Geoffrey Cain, author of The Perfect Police State: An Investigation Into China’s Surveillance Dystopia and the new book Steve Jobs in Exile: The Untold Story of Next and the Remaking of an American Visionary, joined Dan Proft on Chicago’s Morning Answer to offer a post-mortem on the summit and its implications.

Cain said the summit was unusual because it was not fundamentally about any specific transaction. The typical US-China summit produces a trade deal, a soybean purchase commitment, or an airplane sales announcement. This one was primarily about the energy of the encounter and what it could be made to signify for Chinese domestic propaganda. Xi Jinping’s goal was to present China as a great civilization standing side by side with the United States as an equal, with the American president and his entire entourage of the world’s most powerful corporate executives traveling all the way to Beijing to meet him. That is the message the Chinese Communist Party wanted to project to its own people and to the world, which is that China is rising and the Americans are acknowledging it by making the pilgrimage. Cain acknowledged that Trump’s decision to bring Musk, Cook, Jensen Huang, and the rest could be read in the opposite direction, as a demonstration of American economic power, but said the Chinese side has clearly framed the summit as a reset in which Beijing showed strength and refused to bend.

He said Asian allies, particularly Japan, did not receive the summit well because of continued ambiguity about Taiwan arms sales, which are currently on pause without a clear indication of whether they will resume. He said the Japanese prime minister recently invoked the legal language that would allow Japan to come to the collective defense of Taiwan if China invades, a significant public commitment that now requires follow-through. The question those allies are asking is whether America will actually show up alongside them if it comes to that, and the summit did not answer that question clearly.

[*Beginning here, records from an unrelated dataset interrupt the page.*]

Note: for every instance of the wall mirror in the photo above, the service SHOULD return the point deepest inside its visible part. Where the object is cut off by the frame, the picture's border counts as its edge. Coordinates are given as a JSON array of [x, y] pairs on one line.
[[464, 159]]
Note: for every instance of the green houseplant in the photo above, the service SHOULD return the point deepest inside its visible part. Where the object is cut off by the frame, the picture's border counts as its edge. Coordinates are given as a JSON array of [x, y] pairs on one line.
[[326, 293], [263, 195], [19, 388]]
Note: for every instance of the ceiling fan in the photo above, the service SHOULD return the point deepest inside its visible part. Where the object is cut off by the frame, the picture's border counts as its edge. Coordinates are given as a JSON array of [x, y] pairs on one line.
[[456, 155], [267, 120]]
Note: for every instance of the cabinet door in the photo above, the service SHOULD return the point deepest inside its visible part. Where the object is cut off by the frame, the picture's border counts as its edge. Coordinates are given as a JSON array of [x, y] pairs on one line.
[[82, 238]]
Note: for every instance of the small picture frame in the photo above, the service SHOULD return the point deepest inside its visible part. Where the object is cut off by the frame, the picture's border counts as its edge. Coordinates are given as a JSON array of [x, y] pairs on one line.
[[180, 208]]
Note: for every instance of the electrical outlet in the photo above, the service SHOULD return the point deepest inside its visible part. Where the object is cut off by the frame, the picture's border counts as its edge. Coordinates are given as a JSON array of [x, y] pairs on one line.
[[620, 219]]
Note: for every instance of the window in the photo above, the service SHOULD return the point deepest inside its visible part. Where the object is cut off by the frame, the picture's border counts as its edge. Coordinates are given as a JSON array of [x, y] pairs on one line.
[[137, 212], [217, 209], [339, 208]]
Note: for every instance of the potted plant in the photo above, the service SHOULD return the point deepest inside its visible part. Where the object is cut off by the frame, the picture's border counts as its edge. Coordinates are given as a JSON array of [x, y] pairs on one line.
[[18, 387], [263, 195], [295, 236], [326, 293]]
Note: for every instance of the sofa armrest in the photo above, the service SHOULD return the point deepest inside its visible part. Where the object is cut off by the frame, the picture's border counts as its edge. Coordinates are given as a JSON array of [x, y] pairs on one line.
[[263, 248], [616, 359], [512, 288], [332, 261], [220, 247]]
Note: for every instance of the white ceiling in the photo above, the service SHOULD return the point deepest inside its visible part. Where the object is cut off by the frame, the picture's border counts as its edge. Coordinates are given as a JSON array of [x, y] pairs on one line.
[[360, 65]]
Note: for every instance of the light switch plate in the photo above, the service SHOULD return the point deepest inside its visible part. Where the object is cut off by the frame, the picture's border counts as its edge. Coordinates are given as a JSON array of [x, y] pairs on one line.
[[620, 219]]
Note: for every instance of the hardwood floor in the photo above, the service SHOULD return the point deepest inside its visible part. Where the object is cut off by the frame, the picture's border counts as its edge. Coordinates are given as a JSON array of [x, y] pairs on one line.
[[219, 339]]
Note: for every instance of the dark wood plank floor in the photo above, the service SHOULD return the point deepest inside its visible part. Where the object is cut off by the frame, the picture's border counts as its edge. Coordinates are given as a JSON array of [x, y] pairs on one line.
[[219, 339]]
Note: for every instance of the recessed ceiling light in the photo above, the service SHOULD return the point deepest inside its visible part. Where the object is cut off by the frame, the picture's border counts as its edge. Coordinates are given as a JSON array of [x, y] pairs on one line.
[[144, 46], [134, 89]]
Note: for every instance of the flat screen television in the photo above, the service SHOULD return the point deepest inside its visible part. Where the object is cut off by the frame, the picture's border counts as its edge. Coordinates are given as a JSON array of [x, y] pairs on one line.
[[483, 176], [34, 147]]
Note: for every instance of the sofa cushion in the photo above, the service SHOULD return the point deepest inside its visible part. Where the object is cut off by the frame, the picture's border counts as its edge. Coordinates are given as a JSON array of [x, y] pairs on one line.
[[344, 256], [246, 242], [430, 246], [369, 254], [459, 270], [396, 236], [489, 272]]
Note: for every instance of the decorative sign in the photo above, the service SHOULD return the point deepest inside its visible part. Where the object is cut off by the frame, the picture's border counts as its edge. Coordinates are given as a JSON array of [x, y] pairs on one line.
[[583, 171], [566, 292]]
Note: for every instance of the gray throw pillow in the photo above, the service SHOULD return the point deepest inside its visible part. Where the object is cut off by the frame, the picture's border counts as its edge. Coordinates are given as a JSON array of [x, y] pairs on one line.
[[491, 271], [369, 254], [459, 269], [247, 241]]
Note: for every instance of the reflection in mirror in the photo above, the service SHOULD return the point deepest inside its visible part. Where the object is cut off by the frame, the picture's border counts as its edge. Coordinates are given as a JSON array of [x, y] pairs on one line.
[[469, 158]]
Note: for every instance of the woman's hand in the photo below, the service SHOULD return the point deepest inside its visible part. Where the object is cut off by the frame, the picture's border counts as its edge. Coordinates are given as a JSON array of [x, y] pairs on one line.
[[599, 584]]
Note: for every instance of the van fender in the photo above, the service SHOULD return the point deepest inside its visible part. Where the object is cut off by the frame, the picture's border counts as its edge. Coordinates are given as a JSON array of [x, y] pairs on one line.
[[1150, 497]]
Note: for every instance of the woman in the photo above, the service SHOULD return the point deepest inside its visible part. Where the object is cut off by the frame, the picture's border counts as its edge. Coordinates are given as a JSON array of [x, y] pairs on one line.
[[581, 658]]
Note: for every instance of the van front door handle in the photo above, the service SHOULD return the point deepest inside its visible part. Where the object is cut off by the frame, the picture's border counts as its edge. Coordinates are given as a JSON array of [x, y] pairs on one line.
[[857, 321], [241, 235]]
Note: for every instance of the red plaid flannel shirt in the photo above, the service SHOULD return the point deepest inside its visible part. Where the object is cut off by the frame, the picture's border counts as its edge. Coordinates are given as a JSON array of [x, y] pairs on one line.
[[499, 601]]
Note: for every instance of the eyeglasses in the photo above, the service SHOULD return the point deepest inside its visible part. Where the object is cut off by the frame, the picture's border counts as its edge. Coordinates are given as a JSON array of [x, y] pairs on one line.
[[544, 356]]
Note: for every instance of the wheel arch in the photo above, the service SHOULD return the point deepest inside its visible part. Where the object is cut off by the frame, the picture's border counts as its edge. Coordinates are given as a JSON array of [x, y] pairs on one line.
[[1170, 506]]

On the reported decision to greenlight Nvidia chip sales to a half-dozen identified Chinese firms, Cain was emphatic that this is a serious mistake. He said China’s government is explicitly pursuing AI supremacy with the stated goal of building a perfect surveillance state that can be extended beyond its borders and exported to other authoritarian governments. Sophisticated AI chips are the most powerful tool in human history for surveillance applications, and the Chinese firms in question are state-linked entities, many of them already under American sanctions, that will deploy whatever capability they acquire directly in service of that surveillance and military expansion agenda. He said handing that capability to a hostile authoritarian nation’s Communist Party, regardless of the diplomatic atmosphere surrounding the decision, is something that should not happen.

He discussed the surveillance infrastructure that Fox News anchor Bret Baier documented during the summit, with cameras on every corner of Beijing, fifteen hundred new cameras added this year alone, and a system sophisticated enough to issue a parking ticket automatically within two minutes of a violation. Cain said there is no ambiguity about the Chinese Communist Party’s intent. Total surveillance of every citizen, monitoring extended to overseas Chinese communities, and the use of AI to make the system increasingly granular and comprehensive is the explicitly stated goal. He said he has encountered Chinese intelligence agents personally in overseas reporting, watching local Chinese diaspora communities, and that the program is active and expanding.

On Xi’s apparent confidence in projecting Chinese strength despite significant economic headwinds, Cain said the confidence is partly a performance driven by domestic political necessity. The Chinese Communist Party’s claim to legitimacy rests on its role as the steward of the economic growth that transformed China over the past two decades. When growth slows, property prices fall, debt levels rise, and structural problems like an aging population from the one-child policy accumulate, the party faces a legitimacy problem it has no democratic mechanism to resolve. Xi’s next party congress is approximately eighteen months away, after which he will almost certainly be reappointed, potentially on a path to becoming president for life in a way that has no modern Chinese precedent. The aggressive posture toward America and the rhetoric of 5,000-year Chinese civilization rising to reclaim its rightful place are Xi’s tools for keeping his people focused on national glory rather than on falling asset values and opaque debt instruments. He said the Chinese economy is substantially worse than outside observers can verify because the country is so opaque and its accounting so unreliable, and that Xi is more worried about internal economic decline than his public presentation suggests.